Testable Predictions
- In wild‑type cells, acute amino acid starvation will increase KDM6A chromatin occupancy at the Deptor promoter and other bivalent loci, concomitant with H3K27me3 loss and H3K4me3 retention.
- KDM6A knockout or phospho‑deficient mutants will fail to show these chromatin changes under starvation, maintaining high H3K27me3, low Deptor expression, and sustained mTORC1 activity.
- Restoring Deptor expression in KDM6A‑deficient cells will rescue mTORC1 inhibition and autophagy induction despite the chromatin defect.
- Chronic mTORC1 inhibition (e.g., rapamycin) will not further decrease H3K27me3 at KDM6A‑target promoters in KDM6A‑null cells, indicating that KDM6A acts upstream of mTORC1 in this axis.
Experimental Design
- Cell models – Primary mouse hepatocytes and human fibroblasts engineered with CRISPR‑Cas9 KDM6A knockout, phospho‑dead (SxxxA) and phospho‑mimetic (SxxxD) knock‑in lines.

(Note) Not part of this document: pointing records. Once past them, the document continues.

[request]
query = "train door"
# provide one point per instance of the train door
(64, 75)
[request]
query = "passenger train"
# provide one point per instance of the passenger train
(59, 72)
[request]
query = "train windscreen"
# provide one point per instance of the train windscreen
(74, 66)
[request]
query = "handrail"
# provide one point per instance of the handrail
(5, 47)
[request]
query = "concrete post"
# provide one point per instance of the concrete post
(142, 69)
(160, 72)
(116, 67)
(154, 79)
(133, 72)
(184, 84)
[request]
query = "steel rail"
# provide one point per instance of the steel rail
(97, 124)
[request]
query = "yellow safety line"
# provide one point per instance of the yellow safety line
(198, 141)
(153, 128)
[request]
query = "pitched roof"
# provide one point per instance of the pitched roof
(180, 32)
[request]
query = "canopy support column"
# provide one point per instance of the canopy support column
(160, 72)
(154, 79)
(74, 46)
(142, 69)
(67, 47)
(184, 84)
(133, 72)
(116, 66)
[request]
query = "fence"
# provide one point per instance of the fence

- Nutrient manipulations – Serum‑free, low‑glucose, or amino‑acid‑free media for 2‑6 h; parallel rapamycin (100 nM) treatment as pharmacologic mTORC1 inhibition control.
- Assays –
- ChIP‑seq for H3K27me3, H3K4me3, and KDM6A.
- RNA‑seq (focus on Deptor and mTORC1‑responsive genes).
- Western blot for p‑S6K, p‑4EBP1, LC3‑II/I, p62, and nuclear TFEB.
- Autophagy flux assay (mCherry‑GFP‑LC3).
- Senescence markers (SA‑β‑gal, p16^INK4a^).
- Epistasis – Overexpress Deptor via lentiviral vector in KDM6A‑null cells; assess whether mTORC1 suppression and autophagy are restored.
Potential Outcomes and Implications
If the hypothesis holds, we will demonstrate that KDM6A translates nutrient status into a chromatin state that directly gates the mTORC1‑dependent civilization‑versus‑survival decision. This would position KDM6A as a lynchpin linking epigenetics, metabolism, and aging, offering a novel target for interventions that promote survival programs without the broad immunosuppression associated with chronic mTOR inhibition. Conversely, failure to observe nutrient‑dependent KDM6A chromatin dynamics would refute the model and redirect focus toward alternative mediators (e.g., KDM6B/HIF‑1) in the mTOR‑chromatin axis.